Ezra Pound’s modern poetry
On this day in 1949 American expatriate Ezra Pound won the Bollingen Prize for poetry. Pound was a major figure in literary circles between the wars and helped many struggling writers to achieve recognition including Eliot, Hemingway and Joyce. Before World War II Pound lost trust in democracy and in Italy during the war he became an advocate of Fascism, which caused him to be imprisoned and ill-treated after the war ended.
His own poetry is difficult to judge. It is intellectual and shows his vast scholarship and range of interests with often intense imagery. It can however, be difficult to fathom – perhaps that was his intention. Certainly many people think that Pound did more for modern poetry in the English language than anyone else.

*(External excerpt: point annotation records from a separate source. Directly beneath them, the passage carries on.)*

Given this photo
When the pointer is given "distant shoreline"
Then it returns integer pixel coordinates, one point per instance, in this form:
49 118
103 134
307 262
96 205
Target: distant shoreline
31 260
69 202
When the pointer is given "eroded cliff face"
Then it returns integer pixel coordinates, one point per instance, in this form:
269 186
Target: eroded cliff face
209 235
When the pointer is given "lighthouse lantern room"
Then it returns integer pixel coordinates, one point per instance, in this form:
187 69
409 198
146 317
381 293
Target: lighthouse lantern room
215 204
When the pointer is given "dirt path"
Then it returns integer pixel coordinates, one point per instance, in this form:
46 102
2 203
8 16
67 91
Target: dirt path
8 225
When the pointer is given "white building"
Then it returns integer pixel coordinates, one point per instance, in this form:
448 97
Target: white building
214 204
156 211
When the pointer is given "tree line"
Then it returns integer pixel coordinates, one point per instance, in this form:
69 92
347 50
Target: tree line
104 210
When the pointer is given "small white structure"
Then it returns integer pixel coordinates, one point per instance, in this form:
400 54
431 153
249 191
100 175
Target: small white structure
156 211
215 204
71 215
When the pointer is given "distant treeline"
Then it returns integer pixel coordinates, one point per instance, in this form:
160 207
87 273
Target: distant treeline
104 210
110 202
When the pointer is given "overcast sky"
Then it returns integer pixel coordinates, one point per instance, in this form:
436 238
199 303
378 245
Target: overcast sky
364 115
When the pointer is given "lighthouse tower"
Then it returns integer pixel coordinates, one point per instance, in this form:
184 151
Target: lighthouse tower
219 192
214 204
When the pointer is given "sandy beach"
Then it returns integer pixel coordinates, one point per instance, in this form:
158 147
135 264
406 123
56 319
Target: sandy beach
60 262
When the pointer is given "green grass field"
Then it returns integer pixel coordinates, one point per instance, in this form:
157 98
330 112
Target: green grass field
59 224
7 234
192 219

Here is a poem by Ezra Pound – The Garden – famous for its evocative imagery:
En robe de parade. Samain
Like a skein of loose silk blown against a wall
She walks by the railing of a path in Kensington Gardens,
And she is dying piece-meal
Tof a sort of emotional anaemia.
And round about there is a rabble
Of the filthy, sturdy, unkillable infants of the very poor.
They shall inherit the earth.
In her is the end of breeding.
Her boredom is exquisite and excessive.
She would like some one to speak to her,
And is almost afraid that I
Will commit that indiscretion.
Today I ask to learn new and deeper meanings to life and I will continue to read poetry with an enquiring mind.